Participation of NMDA-mediated phosphorylation and oxidation of neurogranin in the regulation of Ca2+- and Ca2+/calmodulin-dependent neuronal signaling in the hippocampus

Abstract

Neurogranin/RC3 (Ng) is a postsynaptic protein kinase C (PKC) substrate and calmodulin (CaM)-binding protein whose CaM-binding affinity is modulated by Ca2+, phosphorylation and oxidation. Ng has been implicated in the modulation of postsynaptic signal transduction pathways and synaptic plasticity. Previously, we showed a severe deficit of spatial memory in Ng knockout (KO) mice. Activation of the NMDA receptor and its downstream signaling molecules are known to be involved in long-term memory formation.
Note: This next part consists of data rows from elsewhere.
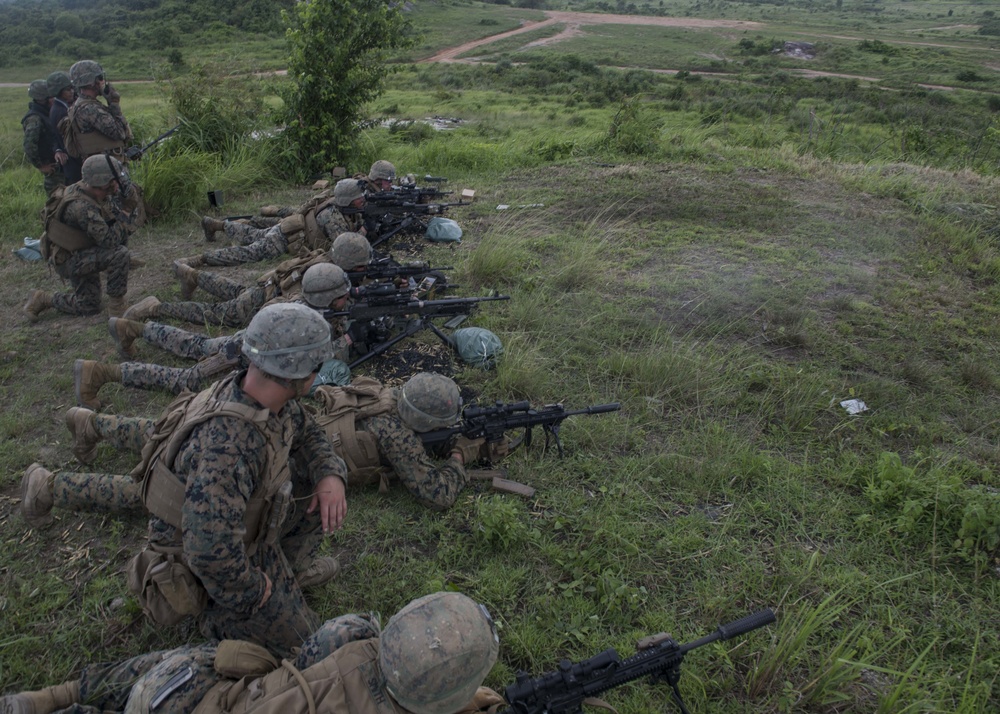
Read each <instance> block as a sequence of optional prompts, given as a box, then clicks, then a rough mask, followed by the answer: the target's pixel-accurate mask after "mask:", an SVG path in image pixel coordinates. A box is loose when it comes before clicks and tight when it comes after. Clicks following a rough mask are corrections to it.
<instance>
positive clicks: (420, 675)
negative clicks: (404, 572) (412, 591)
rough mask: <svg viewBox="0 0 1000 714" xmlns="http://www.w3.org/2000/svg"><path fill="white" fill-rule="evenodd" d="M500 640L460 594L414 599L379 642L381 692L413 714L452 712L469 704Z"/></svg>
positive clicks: (404, 610) (490, 667) (487, 615)
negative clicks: (382, 687)
mask: <svg viewBox="0 0 1000 714" xmlns="http://www.w3.org/2000/svg"><path fill="white" fill-rule="evenodd" d="M499 649H500V640H499V639H498V638H497V633H496V629H495V628H494V626H493V620H492V619H491V618H490V616H489V613H487V612H486V608H484V607H482V606H481V605H478V604H477V603H476V602H475V601H473V600H472V599H471V598H468V597H466V596H465V595H462V594H461V593H445V592H439V593H434V594H433V595H426V596H424V597H422V598H417V599H416V600H414V601H413V602H411V603H410V604H409V605H407V606H406V607H404V608H403V609H402V610H400V611H399V612H397V613H396V614H395V615H393V616H392V618H391V619H390V620H389V624H388V625H386V626H385V629H383V630H382V634H381V636H380V638H379V653H378V660H379V668H380V669H381V670H382V676H384V677H385V685H386V689H387V690H388V691H389V694H391V695H392V698H393V699H395V700H396V701H397V702H398V703H399V704H400V705H402V706H403V708H405V709H408V710H409V711H411V712H415V713H416V714H453V713H454V712H456V711H458V710H460V709H461V708H462V706H463V705H464V704H467V703H468V702H470V701H471V700H472V695H474V694H475V693H476V690H477V689H478V688H479V686H480V685H481V684H482V683H483V680H484V679H485V678H486V675H487V674H489V671H490V669H492V668H493V664H494V663H495V662H496V660H497V651H498V650H499Z"/></svg>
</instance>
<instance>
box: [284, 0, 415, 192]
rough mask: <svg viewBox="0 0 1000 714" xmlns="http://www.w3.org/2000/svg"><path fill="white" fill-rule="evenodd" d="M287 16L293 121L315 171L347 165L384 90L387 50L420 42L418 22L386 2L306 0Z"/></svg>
mask: <svg viewBox="0 0 1000 714" xmlns="http://www.w3.org/2000/svg"><path fill="white" fill-rule="evenodd" d="M285 20H286V24H287V25H288V30H287V38H288V43H289V48H290V54H289V62H288V75H289V77H290V78H291V79H292V84H291V86H290V87H289V88H288V91H287V92H286V93H285V95H284V97H283V99H284V101H285V111H286V116H285V120H286V126H287V131H288V133H289V138H290V139H291V140H292V141H293V142H294V144H295V145H296V146H297V148H298V159H299V161H300V162H301V164H300V169H301V170H302V172H303V173H304V174H306V175H308V174H312V173H316V172H318V171H322V170H325V169H329V168H332V167H333V166H336V165H338V164H341V163H345V159H346V158H347V157H348V156H349V154H350V150H351V148H352V147H353V143H354V139H355V138H356V136H357V133H358V129H359V122H360V120H361V119H362V118H363V111H364V107H365V105H366V104H367V103H368V102H370V101H371V100H373V99H375V98H376V97H378V96H379V95H380V94H381V93H382V90H383V85H384V81H385V77H386V75H387V74H388V71H389V68H388V67H387V65H386V57H387V54H388V53H389V52H390V51H392V50H397V49H402V48H405V47H409V46H411V45H412V42H413V40H412V38H411V25H410V21H409V19H408V18H406V17H405V16H404V15H403V13H402V11H401V8H400V6H398V5H394V4H389V3H388V2H386V1H385V0H303V1H302V2H299V3H297V4H296V5H295V7H294V8H292V9H291V10H288V11H287V12H286V13H285Z"/></svg>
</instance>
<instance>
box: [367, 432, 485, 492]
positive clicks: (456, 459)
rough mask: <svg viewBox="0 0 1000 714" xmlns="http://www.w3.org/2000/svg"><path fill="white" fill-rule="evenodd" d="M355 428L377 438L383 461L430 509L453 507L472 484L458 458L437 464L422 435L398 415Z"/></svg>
mask: <svg viewBox="0 0 1000 714" xmlns="http://www.w3.org/2000/svg"><path fill="white" fill-rule="evenodd" d="M355 428H356V429H358V430H359V431H366V432H368V433H369V434H371V435H372V436H373V437H374V438H375V441H376V443H377V444H378V452H379V457H380V458H381V460H382V463H383V464H385V465H386V466H388V467H389V468H391V469H392V472H393V475H395V477H396V478H398V479H399V482H400V483H401V484H402V485H403V487H404V488H405V489H406V490H407V491H409V492H410V493H411V494H413V496H414V497H415V498H416V499H417V500H418V501H420V503H422V504H423V505H425V506H427V507H428V508H433V509H436V510H444V509H446V508H450V507H451V506H452V505H454V503H455V501H456V500H457V499H458V495H459V494H460V493H461V492H462V489H463V488H465V486H466V485H467V484H468V483H469V477H468V475H467V474H466V473H465V468H464V467H463V466H462V464H461V463H459V461H458V459H454V458H449V459H447V460H446V461H444V462H443V463H441V464H440V465H435V463H434V461H432V460H431V458H430V456H428V455H427V450H426V449H424V445H423V442H422V441H420V437H419V436H417V435H416V433H414V431H413V430H412V429H410V428H409V427H407V426H406V424H404V423H403V421H402V420H401V419H400V418H399V417H398V416H396V415H384V416H376V417H371V418H369V419H364V420H362V421H359V422H357V424H356V425H355Z"/></svg>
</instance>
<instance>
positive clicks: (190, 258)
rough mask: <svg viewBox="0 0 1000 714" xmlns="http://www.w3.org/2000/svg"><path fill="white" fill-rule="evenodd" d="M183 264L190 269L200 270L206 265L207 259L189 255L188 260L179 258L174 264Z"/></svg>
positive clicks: (175, 260)
mask: <svg viewBox="0 0 1000 714" xmlns="http://www.w3.org/2000/svg"><path fill="white" fill-rule="evenodd" d="M177 263H181V264H183V265H186V266H188V267H189V268H200V267H202V266H203V265H205V259H204V258H202V257H201V256H200V255H189V256H188V257H186V258H178V259H177V260H175V261H174V264H175V265H176V264H177Z"/></svg>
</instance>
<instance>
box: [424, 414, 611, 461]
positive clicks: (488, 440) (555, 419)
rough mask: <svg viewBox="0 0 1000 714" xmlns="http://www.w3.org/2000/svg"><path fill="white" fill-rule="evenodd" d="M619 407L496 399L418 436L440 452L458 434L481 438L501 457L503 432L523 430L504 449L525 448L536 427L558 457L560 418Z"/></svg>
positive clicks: (561, 445) (430, 449)
mask: <svg viewBox="0 0 1000 714" xmlns="http://www.w3.org/2000/svg"><path fill="white" fill-rule="evenodd" d="M621 408H622V405H621V404H619V403H618V402H612V403H610V404H597V405H595V406H592V407H586V408H585V409H577V410H576V411H566V409H565V408H564V407H563V405H562V404H546V405H545V406H543V407H542V408H541V409H532V408H531V403H530V402H514V403H511V404H504V403H503V402H497V403H496V405H495V406H492V407H479V406H476V405H474V404H470V405H469V406H467V407H466V408H465V409H463V410H462V421H461V422H460V423H458V424H456V425H455V426H449V427H446V428H444V429H436V430H434V431H425V432H423V433H422V434H420V435H419V436H420V439H421V441H423V442H424V448H426V449H427V450H428V451H432V452H441V451H443V450H444V449H445V448H446V447H447V446H448V445H449V444H450V443H451V441H452V439H453V438H454V437H456V436H459V435H462V436H464V437H466V438H467V439H485V440H486V443H487V445H493V446H492V449H493V452H492V453H496V454H498V455H500V456H502V455H504V451H503V450H502V449H501V450H497V449H496V445H498V444H500V443H501V442H502V441H503V438H504V432H506V431H512V430H516V429H524V435H523V436H521V437H519V438H518V439H517V440H516V441H515V442H513V443H512V444H510V445H509V446H507V447H506V449H507V450H510V449H514V448H517V447H518V446H520V444H521V443H522V442H524V445H525V447H529V446H531V429H532V427H535V426H540V427H542V431H543V432H544V433H545V448H546V449H548V446H549V440H550V439H551V440H553V441H554V442H555V445H556V448H557V449H558V450H559V456H560V458H561V457H562V456H563V448H562V442H560V441H559V428H560V426H561V425H562V423H563V421H565V420H566V419H568V418H569V417H571V416H577V415H578V414H606V413H608V412H616V411H618V410H619V409H621Z"/></svg>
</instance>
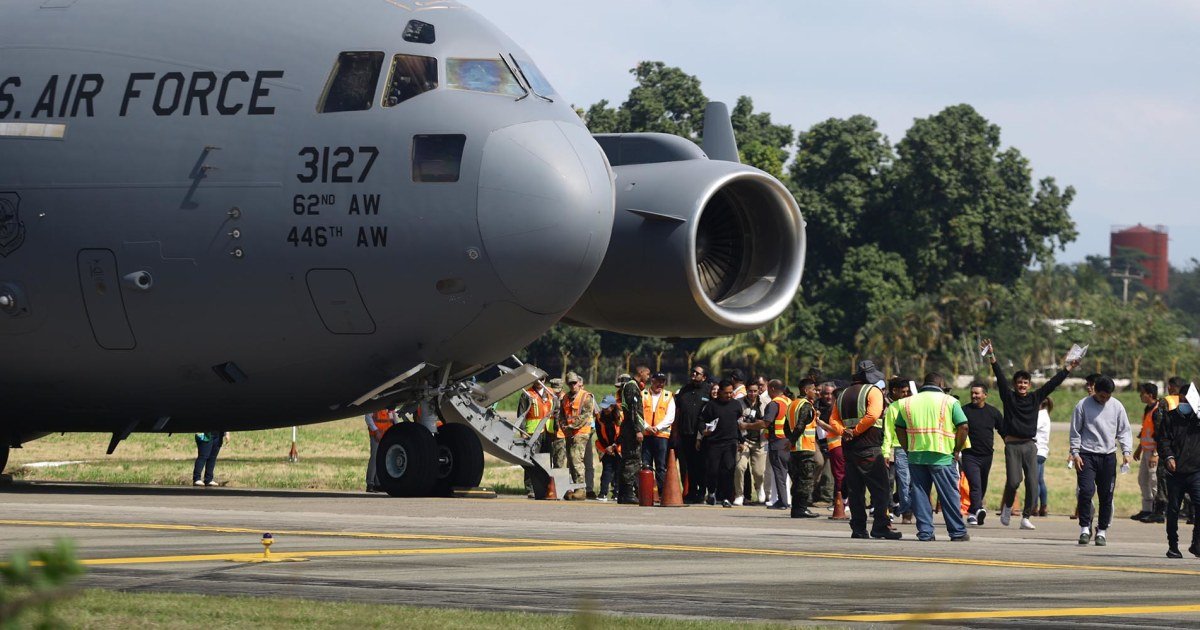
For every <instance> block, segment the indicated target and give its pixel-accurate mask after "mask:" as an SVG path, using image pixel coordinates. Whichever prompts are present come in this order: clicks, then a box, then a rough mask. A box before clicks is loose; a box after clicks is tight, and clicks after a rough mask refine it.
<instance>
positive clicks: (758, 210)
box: [566, 133, 805, 337]
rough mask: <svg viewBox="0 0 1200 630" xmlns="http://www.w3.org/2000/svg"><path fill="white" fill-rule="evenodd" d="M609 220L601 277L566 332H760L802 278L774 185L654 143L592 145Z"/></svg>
mask: <svg viewBox="0 0 1200 630" xmlns="http://www.w3.org/2000/svg"><path fill="white" fill-rule="evenodd" d="M595 138H596V142H599V143H600V145H601V148H604V150H605V154H606V155H607V156H608V161H610V163H611V164H612V166H613V172H614V176H616V185H614V186H616V190H617V209H616V218H614V221H613V230H612V238H611V239H610V241H608V250H607V252H606V254H605V258H604V263H602V264H601V266H600V271H599V272H596V275H595V278H594V280H593V281H592V284H590V286H589V287H588V289H587V292H586V293H584V294H583V296H582V298H581V299H580V300H578V301H577V302H576V304H575V306H574V307H572V308H571V310H570V312H568V314H566V322H568V323H574V324H578V325H587V326H592V328H599V329H605V330H612V331H617V332H625V334H629V335H642V336H664V337H707V336H718V335H728V334H732V332H739V331H744V330H750V329H755V328H758V326H762V325H763V324H767V323H768V322H770V320H772V319H774V318H775V317H778V316H779V314H780V313H782V312H784V310H785V308H787V306H788V304H791V301H792V296H793V295H794V294H796V290H797V288H798V287H799V283H800V275H802V272H803V269H804V250H805V241H804V220H803V217H802V216H800V210H799V206H798V205H797V203H796V199H794V198H793V197H792V194H791V192H788V191H787V188H786V187H785V186H784V185H782V184H781V182H780V181H779V180H776V179H775V178H773V176H770V175H768V174H766V173H763V172H762V170H758V169H756V168H752V167H749V166H744V164H740V163H737V162H731V161H721V160H709V158H708V157H707V156H706V155H704V152H703V151H702V150H701V149H700V148H698V146H696V145H695V144H694V143H691V142H690V140H686V139H684V138H678V137H676V136H668V134H661V133H630V134H599V136H595Z"/></svg>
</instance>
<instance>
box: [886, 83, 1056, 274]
mask: <svg viewBox="0 0 1200 630" xmlns="http://www.w3.org/2000/svg"><path fill="white" fill-rule="evenodd" d="M896 150H898V155H899V157H898V160H896V162H895V168H894V170H893V172H892V173H890V180H892V191H893V194H892V199H890V203H888V204H883V205H881V206H878V208H877V211H878V212H880V215H878V216H876V217H875V218H876V221H872V222H871V223H872V224H874V226H877V227H878V228H880V229H881V230H886V232H880V233H878V238H880V240H881V242H884V244H886V246H887V247H888V248H889V250H892V251H895V252H900V253H902V254H904V256H905V259H906V260H907V263H908V269H910V270H912V272H913V277H914V282H916V284H917V287H918V288H919V289H922V290H932V289H935V288H936V287H937V284H938V283H940V282H941V281H942V280H943V278H947V277H949V276H952V275H953V274H956V272H962V274H966V275H972V276H983V277H985V278H988V280H989V281H991V282H997V283H1002V284H1007V283H1010V282H1013V281H1015V280H1016V278H1019V277H1020V276H1021V275H1022V274H1024V271H1025V270H1026V268H1028V265H1030V264H1032V263H1034V262H1037V263H1042V264H1050V263H1051V262H1052V260H1054V251H1055V248H1056V247H1061V246H1063V245H1064V244H1067V242H1069V241H1072V240H1074V239H1075V236H1076V232H1075V223H1074V222H1073V221H1072V218H1070V216H1069V215H1068V212H1067V208H1068V206H1069V205H1070V200H1072V198H1073V197H1074V194H1075V190H1074V188H1073V187H1069V186H1068V187H1067V188H1066V191H1061V190H1060V188H1058V186H1057V184H1056V182H1055V180H1054V178H1045V179H1042V180H1040V181H1039V182H1038V187H1037V190H1036V191H1034V188H1033V182H1032V180H1031V176H1032V170H1031V168H1030V164H1028V161H1027V160H1026V158H1025V157H1024V156H1022V155H1021V152H1020V151H1018V150H1016V149H1013V148H1009V149H1004V150H1001V146H1000V127H998V126H996V125H992V124H991V122H988V120H985V119H984V118H983V116H982V115H979V113H978V112H976V110H974V108H972V107H971V106H968V104H959V106H953V107H948V108H946V109H943V110H942V112H940V113H938V114H935V115H932V116H930V118H926V119H920V120H917V121H916V122H914V124H913V126H912V127H911V128H910V130H908V132H907V133H906V134H905V137H904V139H902V140H900V143H899V144H896ZM896 216H899V217H904V218H902V220H901V221H894V220H893V221H888V218H889V217H896Z"/></svg>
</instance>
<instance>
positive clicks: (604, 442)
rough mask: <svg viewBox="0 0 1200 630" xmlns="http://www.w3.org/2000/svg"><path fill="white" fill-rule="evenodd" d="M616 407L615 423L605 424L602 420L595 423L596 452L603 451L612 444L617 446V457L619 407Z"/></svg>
mask: <svg viewBox="0 0 1200 630" xmlns="http://www.w3.org/2000/svg"><path fill="white" fill-rule="evenodd" d="M616 407H617V421H616V422H605V421H604V418H601V419H600V420H599V421H596V450H599V451H605V450H607V449H608V446H612V445H613V444H616V445H617V455H620V442H619V438H620V421H622V413H620V406H616Z"/></svg>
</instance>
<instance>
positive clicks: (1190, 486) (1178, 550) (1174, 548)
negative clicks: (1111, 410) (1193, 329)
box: [1154, 384, 1200, 558]
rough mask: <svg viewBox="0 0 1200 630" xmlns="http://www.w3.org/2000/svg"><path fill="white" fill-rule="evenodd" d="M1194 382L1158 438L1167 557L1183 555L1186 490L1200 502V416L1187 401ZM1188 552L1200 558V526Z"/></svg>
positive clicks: (1158, 428)
mask: <svg viewBox="0 0 1200 630" xmlns="http://www.w3.org/2000/svg"><path fill="white" fill-rule="evenodd" d="M1194 386H1195V385H1194V384H1188V385H1184V386H1183V389H1182V390H1181V395H1180V406H1178V407H1176V408H1175V409H1171V410H1169V412H1168V413H1166V414H1165V415H1164V416H1163V420H1162V424H1160V425H1159V427H1158V430H1157V431H1156V436H1154V437H1156V438H1157V439H1158V461H1159V462H1165V463H1164V464H1163V466H1165V468H1166V547H1168V548H1166V557H1168V558H1182V557H1183V556H1182V554H1181V553H1180V503H1181V502H1182V500H1183V496H1184V493H1186V494H1187V496H1189V497H1190V498H1192V504H1193V505H1200V416H1196V409H1193V408H1192V404H1190V403H1188V402H1187V394H1188V391H1189V390H1190V389H1192V388H1194ZM1188 551H1190V552H1192V554H1193V556H1195V557H1198V558H1200V528H1198V527H1193V529H1192V546H1190V547H1188Z"/></svg>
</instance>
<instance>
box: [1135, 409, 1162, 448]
mask: <svg viewBox="0 0 1200 630" xmlns="http://www.w3.org/2000/svg"><path fill="white" fill-rule="evenodd" d="M1157 410H1158V403H1157V402H1156V403H1154V406H1153V407H1151V408H1150V410H1147V412H1146V413H1145V415H1142V416H1141V433H1139V434H1138V437H1139V438H1140V439H1141V450H1142V452H1151V451H1153V450H1154V449H1156V448H1157V445H1158V442H1157V440H1156V439H1154V412H1157Z"/></svg>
In the present study, using mouse hippocampal slices, we demonstrated that NMDA induced a rapid and transient phosphorylation and oxidation of Ng. NMDA also caused activation of PKC as evidenced by their phosphorylations, whereas, such activations were greatly reduced in the KO mice. A higher degree of phosphorylation of Ca2+/CaM-dependent kinase II and activation of cyclic AMP-dependent protein kinase were also evident in the WT compared to those of the KO mice. Phosphorylation of downstream targets, including mitogen-activated protein kinases and cAMP response element-binding protein, were significantly attenuated in the KO mice. These results suggest that by its Ca2+-sensitive CaM-binding feature, and through its phosphorylation and oxidation, Ng regulates the Ca2+- and Ca2+/CaM-dependent signaling pathways subsequent to the stimulation of NMDA receptor. These findings support the hypothesis that the derangement of hippocampal signal transduction cascades in Ng KO mice causes the deficits in synaptic plasticity, learning and memory that occur in these mice.